Search code examples
cssweb-scrapingscrapyscrapy-splash

Scrapy Selector CSS not returning child nodes


I am using Scrapy and Splash to crawl an AJAX web page.

Here is a simplified version of the page HTML:

<html>
    <head>
        <title>Title here</title>
    </head>
    <body>
        <select class="Gy(t)" data-reactid="5">
            <option selected="" value="1506038400" data-reactid="6">Item 0</option>
            <option value="200" data-reactid="7">Item 1</option>
            <option value="123" data-reactid="8">Item 2</option>
            <option value="800" data-reactid="9">Item 3</option>
            <option value="600" data-reactid="10">Item 4</option>
            <option value="240" data-reactid="11">Item 5</option>
            <option value="768" data-reactid="12">Item 6</option>
            <option value="132" data-reactid="13">Item 7</option>
            <option value="632" data-reactid="14">Item 8</option>
            <option value="418" data-reactid="15">Item 9</option>
            <option value="290" data-reactid="16">Item 10</option>
            <option value="748" data-reactid="17">Item 11, 2018</option>
            <option value="154" data-reactid="18">Item 12</option>
            <option value="579" data-reactid="19">Item 13</option>
        </select>
    </body>
</htnl>

A javascript is run in the browser when an option is clicked/selected, and this cause a new page to be loaded.

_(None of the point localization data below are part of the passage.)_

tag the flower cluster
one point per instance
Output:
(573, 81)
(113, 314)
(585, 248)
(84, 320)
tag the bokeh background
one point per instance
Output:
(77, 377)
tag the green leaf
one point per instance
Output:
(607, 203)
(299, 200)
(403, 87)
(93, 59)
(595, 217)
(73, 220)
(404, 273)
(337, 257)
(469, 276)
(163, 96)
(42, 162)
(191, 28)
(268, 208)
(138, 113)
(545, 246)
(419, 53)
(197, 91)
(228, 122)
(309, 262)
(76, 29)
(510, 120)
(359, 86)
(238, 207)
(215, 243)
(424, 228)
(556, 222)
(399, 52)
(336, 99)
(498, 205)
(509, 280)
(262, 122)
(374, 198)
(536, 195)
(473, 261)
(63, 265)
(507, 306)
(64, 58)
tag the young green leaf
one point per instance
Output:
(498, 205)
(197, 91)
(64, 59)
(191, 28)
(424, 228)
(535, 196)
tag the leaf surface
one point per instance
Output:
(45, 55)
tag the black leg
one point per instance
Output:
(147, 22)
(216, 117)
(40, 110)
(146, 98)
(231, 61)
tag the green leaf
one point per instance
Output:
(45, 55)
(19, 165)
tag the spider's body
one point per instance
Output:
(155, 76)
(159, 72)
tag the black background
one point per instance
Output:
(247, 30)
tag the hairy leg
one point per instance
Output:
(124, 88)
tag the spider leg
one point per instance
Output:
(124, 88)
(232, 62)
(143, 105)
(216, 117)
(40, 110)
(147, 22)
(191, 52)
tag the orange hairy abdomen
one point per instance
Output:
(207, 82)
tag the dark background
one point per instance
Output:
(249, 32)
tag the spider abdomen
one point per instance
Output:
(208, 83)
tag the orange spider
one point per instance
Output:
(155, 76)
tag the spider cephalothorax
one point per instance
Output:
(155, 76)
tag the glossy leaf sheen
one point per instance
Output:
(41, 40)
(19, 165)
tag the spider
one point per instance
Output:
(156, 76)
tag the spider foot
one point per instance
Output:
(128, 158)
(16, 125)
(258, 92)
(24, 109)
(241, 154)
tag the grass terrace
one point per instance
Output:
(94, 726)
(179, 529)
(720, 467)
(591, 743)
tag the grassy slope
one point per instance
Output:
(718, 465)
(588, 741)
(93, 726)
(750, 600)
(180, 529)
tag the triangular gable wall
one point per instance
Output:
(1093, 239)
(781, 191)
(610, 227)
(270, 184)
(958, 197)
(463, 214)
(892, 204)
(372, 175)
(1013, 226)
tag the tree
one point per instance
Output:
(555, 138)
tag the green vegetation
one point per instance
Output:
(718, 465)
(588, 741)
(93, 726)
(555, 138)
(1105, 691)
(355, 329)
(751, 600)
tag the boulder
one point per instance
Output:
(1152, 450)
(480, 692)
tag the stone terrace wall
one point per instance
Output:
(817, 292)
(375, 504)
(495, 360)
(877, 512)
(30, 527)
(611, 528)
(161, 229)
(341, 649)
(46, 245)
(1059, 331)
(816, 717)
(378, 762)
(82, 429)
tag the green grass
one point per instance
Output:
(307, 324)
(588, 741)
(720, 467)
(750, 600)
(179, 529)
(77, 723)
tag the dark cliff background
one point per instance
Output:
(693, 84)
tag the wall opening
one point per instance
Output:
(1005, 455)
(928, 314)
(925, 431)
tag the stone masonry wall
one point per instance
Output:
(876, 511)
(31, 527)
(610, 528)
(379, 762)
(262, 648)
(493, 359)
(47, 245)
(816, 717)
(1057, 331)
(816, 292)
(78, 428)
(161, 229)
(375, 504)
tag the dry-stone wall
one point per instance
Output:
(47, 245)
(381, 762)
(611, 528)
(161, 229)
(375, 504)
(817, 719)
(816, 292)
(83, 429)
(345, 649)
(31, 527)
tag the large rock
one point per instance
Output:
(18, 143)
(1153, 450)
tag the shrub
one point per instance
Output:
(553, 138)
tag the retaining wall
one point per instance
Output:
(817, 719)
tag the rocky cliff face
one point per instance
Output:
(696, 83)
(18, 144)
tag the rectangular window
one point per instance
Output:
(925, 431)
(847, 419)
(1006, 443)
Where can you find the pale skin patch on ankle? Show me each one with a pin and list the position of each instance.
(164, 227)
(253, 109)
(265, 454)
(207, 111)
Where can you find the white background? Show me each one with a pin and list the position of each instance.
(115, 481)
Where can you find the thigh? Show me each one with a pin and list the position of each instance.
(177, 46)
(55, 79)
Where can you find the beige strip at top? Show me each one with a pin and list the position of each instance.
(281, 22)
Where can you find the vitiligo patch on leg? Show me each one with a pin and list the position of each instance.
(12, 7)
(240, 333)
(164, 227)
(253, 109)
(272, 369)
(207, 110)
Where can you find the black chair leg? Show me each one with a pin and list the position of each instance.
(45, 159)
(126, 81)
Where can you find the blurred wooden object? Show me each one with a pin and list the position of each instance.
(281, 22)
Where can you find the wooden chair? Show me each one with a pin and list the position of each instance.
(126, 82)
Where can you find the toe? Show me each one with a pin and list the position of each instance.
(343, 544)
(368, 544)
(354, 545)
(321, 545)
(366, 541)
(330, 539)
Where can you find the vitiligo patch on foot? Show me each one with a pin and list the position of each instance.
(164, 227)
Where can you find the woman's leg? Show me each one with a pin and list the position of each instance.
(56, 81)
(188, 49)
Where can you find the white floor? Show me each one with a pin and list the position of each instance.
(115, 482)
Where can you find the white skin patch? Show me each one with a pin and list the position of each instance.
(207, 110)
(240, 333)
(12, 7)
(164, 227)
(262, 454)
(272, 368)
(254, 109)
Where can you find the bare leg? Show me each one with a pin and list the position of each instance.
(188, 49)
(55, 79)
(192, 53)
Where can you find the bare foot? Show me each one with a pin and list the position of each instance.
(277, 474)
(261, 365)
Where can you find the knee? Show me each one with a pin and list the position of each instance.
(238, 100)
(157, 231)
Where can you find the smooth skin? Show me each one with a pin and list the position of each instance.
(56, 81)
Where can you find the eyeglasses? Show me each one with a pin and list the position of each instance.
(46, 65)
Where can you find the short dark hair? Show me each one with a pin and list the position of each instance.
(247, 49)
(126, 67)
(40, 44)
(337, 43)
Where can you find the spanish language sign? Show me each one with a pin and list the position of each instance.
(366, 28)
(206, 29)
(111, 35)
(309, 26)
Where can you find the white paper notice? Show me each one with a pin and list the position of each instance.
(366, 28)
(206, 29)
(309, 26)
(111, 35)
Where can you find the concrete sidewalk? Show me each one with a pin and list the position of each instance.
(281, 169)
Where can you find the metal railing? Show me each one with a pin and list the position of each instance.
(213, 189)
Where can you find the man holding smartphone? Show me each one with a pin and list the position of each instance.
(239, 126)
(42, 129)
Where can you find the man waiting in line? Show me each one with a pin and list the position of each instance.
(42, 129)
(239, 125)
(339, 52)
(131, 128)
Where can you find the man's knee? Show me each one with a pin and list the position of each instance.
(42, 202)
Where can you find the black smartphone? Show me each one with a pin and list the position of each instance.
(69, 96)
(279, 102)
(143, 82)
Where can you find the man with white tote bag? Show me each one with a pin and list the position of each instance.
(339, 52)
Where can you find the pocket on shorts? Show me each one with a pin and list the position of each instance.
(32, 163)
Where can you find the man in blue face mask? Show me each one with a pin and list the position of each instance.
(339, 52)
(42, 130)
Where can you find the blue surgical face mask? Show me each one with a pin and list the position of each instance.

I want to mimic a user clicking an option, to load a new page.

So this is what I want to do using Scrapy and Splah:

  1. Select the select HTML element (and its option child nodes)
  2. Iterate through each of the options and 'click' them.

This is my code for selecting the select element:

My Code

>>> response.css('select.Gy\(t\)')
[<Selector xpath="descendant-or-self::select[@class and contains(concat(' ', normalize-space(@class), ' '), ' Gy(t) ')]" data='<select class="Gy(t)" data-reactid="5">\n'>]
>>> 

As can be seen, the element is empty, contains no child elements!

What am I doing wrong? How do I select the select element and its children?

Once I have selected the select element I want to iterate over all of its child elements and click them. How do I click (select) an option?


Solution

  • Did you try like this?

    response.css('select option[data-reactid]')
    response.css("select[class=Gy\(t\)] option[data-reactid]")
    

    Either of the two should work.